Back in June this year, I visited the plentiful market of Serian town, about one hour drive from Kuching . Serian is a regular stop-over for tourists on their way to visiting the longhouses of Skran, Lemanak or Batang Ai.                                                                                                                                      While I was there to shoot the Durian monument with my camera (check out my previous post: Green Monuments), I spotted a little old lady, seated on a woven mat, timidly laid out on the ground, yet standing out quite obviously with her baskets of many color,  in a corner of the otherwise mostly green vegetable section of the market. As I looked closer, I noticed that the baskets were entirely made of interwoven plastic strips and although I am usually no fan of plastic ware, except for cold storage purposes, I couldn’t help feeling excited and I felt rather frustrated that I just did not have enough time to spend to select a couple, at least, of those beautiful baskets.                                 
Back in Kuching, I mentioned the basket lady to a few of my friends, making a promise to myself to go back there and purchase one of two as soon as I would return from a trip to Perth WA. While I was enjoying browsing in a quaint little shop in Cottlesloe, near Perth, I found myself looking at the same type of colorful baskets! Yet of course with an Australian price, which helped convince me even further that I should indeed go back to the little old lady, back in Serian, Borneo; and so I did, last Sunday morning. I did not find any trace of my little old lady. Instead and to my great surprise, I found the whole center of the vegetable market occupied with rows of baskets, from small to very large, square and round, all with beautifully sharp colors.                              

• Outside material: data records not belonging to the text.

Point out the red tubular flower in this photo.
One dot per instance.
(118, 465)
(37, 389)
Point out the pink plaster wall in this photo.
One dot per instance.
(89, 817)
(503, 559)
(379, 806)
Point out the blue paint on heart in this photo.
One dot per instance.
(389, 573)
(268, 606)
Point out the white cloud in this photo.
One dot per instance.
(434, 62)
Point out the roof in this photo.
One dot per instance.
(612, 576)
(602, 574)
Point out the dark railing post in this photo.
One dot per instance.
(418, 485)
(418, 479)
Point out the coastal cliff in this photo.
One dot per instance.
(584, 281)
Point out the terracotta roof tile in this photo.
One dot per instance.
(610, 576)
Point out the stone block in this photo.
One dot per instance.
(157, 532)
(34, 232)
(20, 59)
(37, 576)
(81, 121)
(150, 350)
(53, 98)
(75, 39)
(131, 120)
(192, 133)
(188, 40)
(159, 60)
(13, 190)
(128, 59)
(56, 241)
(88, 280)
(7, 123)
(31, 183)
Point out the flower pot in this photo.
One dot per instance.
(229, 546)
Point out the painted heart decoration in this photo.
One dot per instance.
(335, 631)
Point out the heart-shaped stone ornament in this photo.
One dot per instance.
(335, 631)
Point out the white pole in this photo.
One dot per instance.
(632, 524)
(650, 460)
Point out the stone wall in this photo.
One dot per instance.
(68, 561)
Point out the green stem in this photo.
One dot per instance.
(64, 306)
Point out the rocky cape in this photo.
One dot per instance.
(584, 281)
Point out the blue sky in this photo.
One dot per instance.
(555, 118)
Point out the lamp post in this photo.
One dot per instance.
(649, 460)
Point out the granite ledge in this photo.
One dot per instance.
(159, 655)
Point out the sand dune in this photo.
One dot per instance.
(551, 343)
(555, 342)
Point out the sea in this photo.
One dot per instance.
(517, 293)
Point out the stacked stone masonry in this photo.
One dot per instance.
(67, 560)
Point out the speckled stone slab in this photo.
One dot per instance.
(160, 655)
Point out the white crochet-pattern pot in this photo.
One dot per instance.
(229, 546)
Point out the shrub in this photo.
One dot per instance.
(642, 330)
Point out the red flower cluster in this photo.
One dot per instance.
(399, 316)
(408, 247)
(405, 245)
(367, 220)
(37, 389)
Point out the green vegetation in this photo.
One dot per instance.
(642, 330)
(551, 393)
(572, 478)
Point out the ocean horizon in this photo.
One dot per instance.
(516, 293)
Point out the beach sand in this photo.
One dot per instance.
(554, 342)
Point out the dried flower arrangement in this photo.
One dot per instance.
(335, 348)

While scouting for two different sizes and colors, I started chatting with the women who were busy weaving; they told me that they were self taught and worked at the market every day of the week and Sundays; they got their supply of plastic straps from the hardware shop. 

A pinkish basket for my lap-top

Shopping was good; I went back home with a shocking pink and white basket to carry my lap-top and another large one and more purple to store magazines, unaware that my friend Alicia had transformed one of her own into a still life, right inside her living-room, bringing me to think that there seems to be no limit to uses of those beautiful baskets of many colors.

Alicia's basket: what a splendid idea!